Keeping tabs on Prairie Rattlesnakes
BISMARCK, N.D. (KFYR) - Mike Anderson takes us to a rattlesnake den in south central North Dakota.
Dr. Matthew Smith has kept tabs on a population of prairie rattlesnakes in Emmons County since 2015, dispelling the fictional buzz long circulated in some circles that there aren’t rattlesnakes east of the Missouri River in North Dakota.
“It’s been six years since our first trip. And so, we just wanted to see just a general idea how numbers were. If they’re still reproducing, you know, what’s the size of the individuals,” said Smith.
In mid-May Smith and a few interested Game and Fish Department personnel decided to make a visit to the den before the rattlesnakes dispersed for summer.
“We hiked up to the dens and by 12:30 we had encountered and captured 22 prairie rattlesnakes. The most at this den since we’ve started going. There are larger dens that I know about west, but this is by far the largest number of individuals we’ve seen at one time at this den,” said Smith.
13 rattlesnakes was the high count on a previous visit to the den. Once the snakes are captured, the work begins.
“So I try to grab them as quickly as possible, get them in a bucket and then take one out at a time and work with it. I can take measurements. I’m getting pretty good at looking at a snake and telling whether it’s male or female. Sometimes when they’re in the tube, I’ll take blood. So we’ll look at some DNA and try to understand some of the ecology of the population through molecular means,” said Smith.
Smith says he gets a good idea how healthy the snakes are when capturing and handling them.
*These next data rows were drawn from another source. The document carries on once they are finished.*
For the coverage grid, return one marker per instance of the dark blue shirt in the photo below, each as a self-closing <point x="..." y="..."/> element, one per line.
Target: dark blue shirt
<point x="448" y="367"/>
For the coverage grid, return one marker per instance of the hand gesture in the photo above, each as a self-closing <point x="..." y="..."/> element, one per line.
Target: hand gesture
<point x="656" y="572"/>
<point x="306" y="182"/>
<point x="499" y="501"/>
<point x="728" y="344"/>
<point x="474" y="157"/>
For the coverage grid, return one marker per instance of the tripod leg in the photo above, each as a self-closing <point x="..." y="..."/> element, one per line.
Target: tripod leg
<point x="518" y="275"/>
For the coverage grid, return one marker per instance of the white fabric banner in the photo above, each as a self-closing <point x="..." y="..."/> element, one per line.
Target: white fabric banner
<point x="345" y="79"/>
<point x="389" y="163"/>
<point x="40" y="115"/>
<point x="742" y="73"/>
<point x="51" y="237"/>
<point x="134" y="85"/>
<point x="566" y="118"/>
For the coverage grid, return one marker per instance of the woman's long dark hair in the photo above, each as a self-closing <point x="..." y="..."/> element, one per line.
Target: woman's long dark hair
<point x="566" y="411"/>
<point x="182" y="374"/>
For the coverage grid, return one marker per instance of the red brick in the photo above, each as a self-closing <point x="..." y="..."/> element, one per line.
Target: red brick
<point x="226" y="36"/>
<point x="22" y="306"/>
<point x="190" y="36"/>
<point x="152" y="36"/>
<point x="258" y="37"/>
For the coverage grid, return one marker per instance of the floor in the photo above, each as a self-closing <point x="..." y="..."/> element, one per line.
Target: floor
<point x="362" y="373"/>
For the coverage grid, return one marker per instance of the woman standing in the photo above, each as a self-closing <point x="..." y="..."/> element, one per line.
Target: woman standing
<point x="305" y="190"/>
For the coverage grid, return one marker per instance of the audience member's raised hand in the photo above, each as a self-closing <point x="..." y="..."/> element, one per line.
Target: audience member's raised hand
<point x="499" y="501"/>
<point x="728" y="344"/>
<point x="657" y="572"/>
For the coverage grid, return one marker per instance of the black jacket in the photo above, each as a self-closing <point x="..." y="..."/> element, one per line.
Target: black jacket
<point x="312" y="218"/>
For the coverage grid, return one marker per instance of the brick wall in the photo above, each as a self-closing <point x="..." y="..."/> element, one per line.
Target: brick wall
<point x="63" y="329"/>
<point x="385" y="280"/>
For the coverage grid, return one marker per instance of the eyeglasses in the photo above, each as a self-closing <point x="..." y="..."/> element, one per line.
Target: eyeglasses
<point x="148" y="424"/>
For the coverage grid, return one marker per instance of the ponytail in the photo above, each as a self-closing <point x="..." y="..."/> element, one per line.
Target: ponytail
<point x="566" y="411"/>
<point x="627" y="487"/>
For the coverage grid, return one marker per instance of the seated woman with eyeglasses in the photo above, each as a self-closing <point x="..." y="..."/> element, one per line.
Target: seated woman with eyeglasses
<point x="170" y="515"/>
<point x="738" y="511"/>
“There were a good number of babies from last year, so young-of-the-year, and there were probably three that had been born the year before that. So we know that there’s been consistent reproduction. The males were larger than I tend to see out west, so the males are in really good condition. There was at least one female that was pregnant, so we’ll have reproduction again this coming year and most of the females were in good body condition,” said Smith.
North Dakota Game and Fish Department conservation biologist Pat Isakson says snakes are an important part of the ecosystem.
“They’re both predator and prey and do a great job of controlling small mammal and rodent populations, insects as well, and then also are provided as prey for raptors and other things like that,” said Isakson.